Digital Design Literacy in K-12 Education
Nøgleord:
literacy, education, K-12, children, design, digital, technology, making in educationSynopsis
This dissertation addresses the introduction, sustainment and articulation of digital design literacy in K-12 education. It is the result of my four years of research in the FabLab@school.dk research and development project. Within this project, I have researched the topic through constructive design research experiments on both students’ and teachers’ experiences and competencies with digital design as new subject matter in K-12. The contributions presented in this dissertation are positioned within the emerging research field of making in education. The contributions concern new possibilities that making in education creates for K–12 students to develop competencies to design and critique digital technologies. The point of departure for my work was to explore how the implementation of maker settings and technologies might provide novel ways to combine constructionism, design and digital technology with the intention of having students develop digital design literacy. Hence, this dissertation is a response to the question of how to educate K–12 students to understand, use, critically reflect on, and design digital technologies through the emerging educational possibilities enabled by maker activities, maker settings, and maker technologies. The dissertation is comprised of five research papers and two reports framed by an overview that sum up the arguments made in the papers and the contributions from these come together as a whole.

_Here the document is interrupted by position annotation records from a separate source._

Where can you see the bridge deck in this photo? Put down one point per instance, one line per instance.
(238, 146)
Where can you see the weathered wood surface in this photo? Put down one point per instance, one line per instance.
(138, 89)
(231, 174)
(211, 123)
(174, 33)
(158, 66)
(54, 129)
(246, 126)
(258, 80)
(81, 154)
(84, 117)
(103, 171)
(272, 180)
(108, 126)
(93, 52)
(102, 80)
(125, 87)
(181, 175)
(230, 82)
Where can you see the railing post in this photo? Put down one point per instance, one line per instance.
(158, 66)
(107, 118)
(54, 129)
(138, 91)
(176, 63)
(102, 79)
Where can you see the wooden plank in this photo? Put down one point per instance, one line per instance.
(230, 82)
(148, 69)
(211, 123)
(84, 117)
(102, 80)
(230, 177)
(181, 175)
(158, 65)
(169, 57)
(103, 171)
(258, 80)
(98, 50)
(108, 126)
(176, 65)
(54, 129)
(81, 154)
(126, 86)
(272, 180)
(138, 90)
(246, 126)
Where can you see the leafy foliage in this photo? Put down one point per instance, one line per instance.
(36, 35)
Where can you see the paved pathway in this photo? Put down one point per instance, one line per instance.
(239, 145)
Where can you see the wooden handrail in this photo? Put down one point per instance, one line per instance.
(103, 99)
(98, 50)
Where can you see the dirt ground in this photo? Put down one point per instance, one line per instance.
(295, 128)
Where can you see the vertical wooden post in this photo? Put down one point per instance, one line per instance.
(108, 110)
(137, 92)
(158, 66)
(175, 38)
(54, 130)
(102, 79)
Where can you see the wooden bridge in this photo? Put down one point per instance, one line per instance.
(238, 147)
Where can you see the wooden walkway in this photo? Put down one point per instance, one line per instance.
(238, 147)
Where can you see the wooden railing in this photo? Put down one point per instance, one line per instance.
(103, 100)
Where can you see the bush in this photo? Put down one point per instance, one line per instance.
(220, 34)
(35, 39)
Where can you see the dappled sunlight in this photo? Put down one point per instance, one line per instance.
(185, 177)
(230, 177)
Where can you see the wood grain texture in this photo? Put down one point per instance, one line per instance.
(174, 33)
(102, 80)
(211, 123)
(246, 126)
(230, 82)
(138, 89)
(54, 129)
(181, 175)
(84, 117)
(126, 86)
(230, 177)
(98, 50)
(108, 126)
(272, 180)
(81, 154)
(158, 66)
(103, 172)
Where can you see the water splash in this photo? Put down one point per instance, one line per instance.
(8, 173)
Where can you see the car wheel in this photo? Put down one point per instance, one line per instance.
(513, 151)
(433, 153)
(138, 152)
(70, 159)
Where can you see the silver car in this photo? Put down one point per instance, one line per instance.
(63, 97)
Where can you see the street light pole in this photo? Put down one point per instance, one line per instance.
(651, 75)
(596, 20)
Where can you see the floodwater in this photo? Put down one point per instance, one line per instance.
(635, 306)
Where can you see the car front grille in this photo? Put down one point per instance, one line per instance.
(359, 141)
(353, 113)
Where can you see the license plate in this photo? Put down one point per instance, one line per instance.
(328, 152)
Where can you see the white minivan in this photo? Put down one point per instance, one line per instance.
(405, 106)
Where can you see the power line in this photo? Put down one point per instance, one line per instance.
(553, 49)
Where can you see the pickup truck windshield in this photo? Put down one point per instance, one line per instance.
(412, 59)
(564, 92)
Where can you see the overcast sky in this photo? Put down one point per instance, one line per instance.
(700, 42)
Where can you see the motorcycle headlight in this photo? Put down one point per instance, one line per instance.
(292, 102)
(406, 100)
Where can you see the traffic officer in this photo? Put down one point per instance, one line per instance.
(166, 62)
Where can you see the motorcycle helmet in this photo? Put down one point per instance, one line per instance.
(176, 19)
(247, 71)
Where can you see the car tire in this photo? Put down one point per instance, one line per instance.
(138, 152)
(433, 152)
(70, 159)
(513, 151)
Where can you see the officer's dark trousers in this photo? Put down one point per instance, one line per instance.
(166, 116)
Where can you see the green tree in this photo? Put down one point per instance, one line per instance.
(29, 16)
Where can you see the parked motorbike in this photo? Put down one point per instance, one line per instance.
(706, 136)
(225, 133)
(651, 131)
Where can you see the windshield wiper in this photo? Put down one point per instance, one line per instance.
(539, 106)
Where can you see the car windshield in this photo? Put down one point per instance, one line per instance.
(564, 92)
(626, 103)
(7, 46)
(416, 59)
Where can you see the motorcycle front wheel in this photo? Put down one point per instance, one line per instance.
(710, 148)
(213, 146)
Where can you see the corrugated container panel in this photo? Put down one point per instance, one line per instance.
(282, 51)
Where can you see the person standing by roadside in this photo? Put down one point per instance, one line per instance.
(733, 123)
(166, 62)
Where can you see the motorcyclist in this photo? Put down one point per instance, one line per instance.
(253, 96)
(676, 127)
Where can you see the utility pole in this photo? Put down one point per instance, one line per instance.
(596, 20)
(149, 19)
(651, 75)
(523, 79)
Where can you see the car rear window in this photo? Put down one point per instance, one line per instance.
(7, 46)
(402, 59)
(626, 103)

The first contribution is a conceptual understanding of digital design literacy. I lay out a genealogy of traditional literacy toward new literacies to legitimize digital design as a new literacy in K–12 education. I contribute an understanding of how design and digital literacies are interrelated, can mutually benefit one another, and be synthesized and articulated holistically as integrated digital design literacy.
The second contribution are quantitative measures of the state-of-the-actual in terms of students’ digital, design, and critical literacy and an assessment tool for quantitatively evaluating students’ stance towards inquiry, which I argue to be an important competence of digital design literacy.
The third contribution is an understanding of three crucial aspects which must be considered when developing teachers’ capability to teach digital design literacy. I point to impediments for such teaching and to existing practicing teachers’ limited possibilities to meet demands presented by teaching digital design literacy. I contribute a framework for educating reflective design educators who can support students in developing digital design literacy.
The accumulation of these three contributions has resulted in what is the main contribution of this dissertation overview: The Digital Design Literacy Framework. The framework contributes a legitmaziation, articulation and operational definitions of digital design as a new literacy and its underlying competencies.